À L’AFFICHE et les passe-temps d’Eric Neuhoff
La Bibliothèque nationale de France présente les oeuvres de la plus célèbre famille de photographes français. Leur vie fut un roman.
Les Nadar, une saga familiale dont les portraits réalisés appartiennent au patrimoine de la photographie. De gauche à droite : Charles Baudelaire (1862) par Félix, Gérard de Nerval (1855) par Adrien, et l’actrice Sarah Bernhardt en Pierrot (1883) par Paul.
Ils sont nés Tournachon et ont adopté le pseudonyme de Nadar qui sonne aujourd’hui comme une légende de la photographie française. Trois hommes, trois précurseurs, trois destins qui ont contribué à donner ses lettres de noblesse à un art encore balbutiant, dans la seconde moitié du XIXe siècle. De cette saga familiale, on retient souvent Félix (1820-1910), personnalité flamboyante, tour à tour journaliste pamphlétaire, écrivain, caricaturiste, resté célèbre pour la géniale galerie de portraits qu’il fait de ses contemporains dans les années 1850-1860 : Lamartine, Baudelaire, Franz Liszt, Maupassant, George Sand ou Victor Hugo qu’il photographie une dernière fois sur son lit de mort, le visage éclairé à la seule lumière du jour. Un chef-d’oeuvre. Il joue sur les silhouettes, les drapés, gomme les costumes envahissants et les décors pâteux.

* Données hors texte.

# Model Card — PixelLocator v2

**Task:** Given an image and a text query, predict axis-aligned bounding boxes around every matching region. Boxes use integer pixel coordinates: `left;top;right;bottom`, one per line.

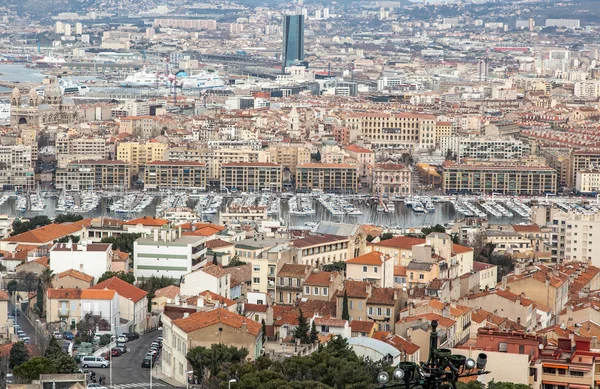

Félix est un visionnaire et écrase deux personnages restés dans son ombre : son frère Adrien (1825-1903), artiste bohème et photographe inspiré, et son fils Paul (18561939), moderne chef d’entreprise et propagateur de Kodak en France. Le premier joue sur l’expression de ses modèles : le regard perdu d’un Gérard de Nerval ou la mélancolie d’un Gustave Doré. Il entretient des relations tendues avec son aîné, refusant le mercantilisme, animé par la seule ambition de créer des oeuvres. Aussi se détourne-t-il très vite de la photographie pour s’adonner à la peinture, menant une vie insouciante, puis chaotique et misérable. Le second est né dans l’atelier de son père pour lequel il a posé dès sa plus jeune enfance : la photographie est sa raison d’être. Jusqu’à sa mort, il fera de la maison Nadar, présente à Paris et à Marseille, une institution où défilent toutes les grandes gloires du siècle, de Sarah Bernhardt aux grandes familles aristocratiques. La BnF a réuni près de 300 pièces qui retracent l’intimité sinueuse de cette collaboration à trois. Pour montrer que la légende Nadar s’enrichit d’une histoire plurielle.
« Les Nadar, une légende photographique », jusqu’au 3 février 2019. BnF-François-Mitterrand, Paris XIIIe.